It’s recently been 6 months since I’d started working. Officially, my probation period has finally ended. As a preview, I feel more relaxed and confident about my work than when I started. It seems that my company feels happy with me as well. So we could say the probation period has been a success. I haven’t personally experienced any exam-like stress, and I don’t think there’s ever been a possibility of me getting fired. Nevertheless, I find the event worth mentioning.

In general terms, the probation period assesses one’s ability to perform on the job, both from a professional point of view and from a social one. The company is interested in questions such as: “Can the employee deliver a product effectively?” and “Do they interact well enough with their colleagues?”. Sure, the interview process must have already answered some of these. However, it’s vastly better to predict someone’s long term performance by having them do the actual job. For example, I think an internship strikes the right balance between commitment and efficiency for young developers. Therefore, the probation period can be seen as the intermediate step between an internship and a full-time position.

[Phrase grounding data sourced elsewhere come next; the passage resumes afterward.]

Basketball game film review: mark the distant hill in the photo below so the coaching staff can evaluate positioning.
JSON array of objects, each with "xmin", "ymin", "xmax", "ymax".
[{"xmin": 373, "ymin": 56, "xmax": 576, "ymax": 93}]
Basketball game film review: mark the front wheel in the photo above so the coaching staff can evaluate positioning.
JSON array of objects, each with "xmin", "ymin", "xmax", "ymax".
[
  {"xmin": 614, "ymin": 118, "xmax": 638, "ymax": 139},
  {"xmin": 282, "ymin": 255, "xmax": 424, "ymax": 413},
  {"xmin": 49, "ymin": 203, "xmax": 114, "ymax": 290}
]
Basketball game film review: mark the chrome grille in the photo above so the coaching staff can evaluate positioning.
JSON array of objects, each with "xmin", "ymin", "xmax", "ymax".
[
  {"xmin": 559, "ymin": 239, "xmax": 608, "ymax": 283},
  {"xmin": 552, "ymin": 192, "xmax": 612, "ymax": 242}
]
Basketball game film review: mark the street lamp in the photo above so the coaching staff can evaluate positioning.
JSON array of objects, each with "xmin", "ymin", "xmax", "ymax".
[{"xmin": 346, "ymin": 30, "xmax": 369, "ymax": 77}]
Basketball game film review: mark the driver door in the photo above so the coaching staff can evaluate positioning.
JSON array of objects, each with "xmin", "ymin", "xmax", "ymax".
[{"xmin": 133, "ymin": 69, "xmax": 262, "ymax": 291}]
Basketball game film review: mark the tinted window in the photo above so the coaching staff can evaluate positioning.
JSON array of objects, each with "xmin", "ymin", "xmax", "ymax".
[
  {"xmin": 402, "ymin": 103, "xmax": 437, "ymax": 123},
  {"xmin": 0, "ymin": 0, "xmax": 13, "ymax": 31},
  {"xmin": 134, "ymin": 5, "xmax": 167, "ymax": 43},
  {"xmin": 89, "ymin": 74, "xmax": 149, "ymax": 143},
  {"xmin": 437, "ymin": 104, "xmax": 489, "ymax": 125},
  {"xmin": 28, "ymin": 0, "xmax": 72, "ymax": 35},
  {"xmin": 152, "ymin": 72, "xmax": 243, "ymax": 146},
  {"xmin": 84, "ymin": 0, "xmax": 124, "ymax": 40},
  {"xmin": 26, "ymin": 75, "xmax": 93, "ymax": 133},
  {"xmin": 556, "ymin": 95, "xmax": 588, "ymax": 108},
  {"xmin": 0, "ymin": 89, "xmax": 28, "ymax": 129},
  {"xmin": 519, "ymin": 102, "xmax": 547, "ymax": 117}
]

Similarly to most of my peers, my probation period has been highly dependent on my training. This is not the case for junior developers only: irrespective of any new employee’s experience level, they must undergo at least some training. Training I’ve been doing for half a year and training I’ll do for the foreseeable future. My mentor believes that learning by doing is correct the way to go hence why I’ve built so many scripts and tools to aid my understanding of the company’s internals. The majority of my projects have been focused on reporting and monitoring. One would mainly use these as one-off scripts. Of course, they could go one step further and add a new task in the job scheduler to run them at given intervals. These tools have taught me how to get what I need in terms of documentation and data. It is with their help I hit the first target of my probation. I can now immediately complete most tasks because I’ve transformed the job into an act of aggregating the data in different ways, according to any new project’s requirements.

The second target has been more subtle: it involved innovating. It’s one thing to implement what you’re told, but it’s a whole other thing to come up with an idea in the first place. It’s taken me significantly longer to complete this step. A few months ago, of my own accord, I started implementing a framework that would abstract away some repetitive boilerplate code. This has quickly become effective, so much so that my mentor has asked me to ship it in production. Instead of having a list of requirements or a project description, I started with a blank sheet of paper waiting to be filled. The hardest part has probably been finding the optimal place to add my contribution, which, in turn, has prompted me to understand the structure of the product. After lots of work on establishing the separation between what needs exposing and what does not, it now lives gracefully on the main branch.

Finally, I’ve also progressed acceptably in the social aspect. I am on friendly terms with literally everyone in the company. Having been on a company trip has definitely made it an easy target. I would have otherwise had to schedule way too many coffee breaks and lunch trips. The company is naturally relatively small, but that only shows that I have to interact with almost everybody else. With all in mind, I am on a theoretically decent trajectory that will hopefully turn out accurate. With so much time and so many resources consumed, it probably will. Even though the exact details of the probation period can differ between companies, the general points are always the same: understand the culture and the tech, and it will be fine.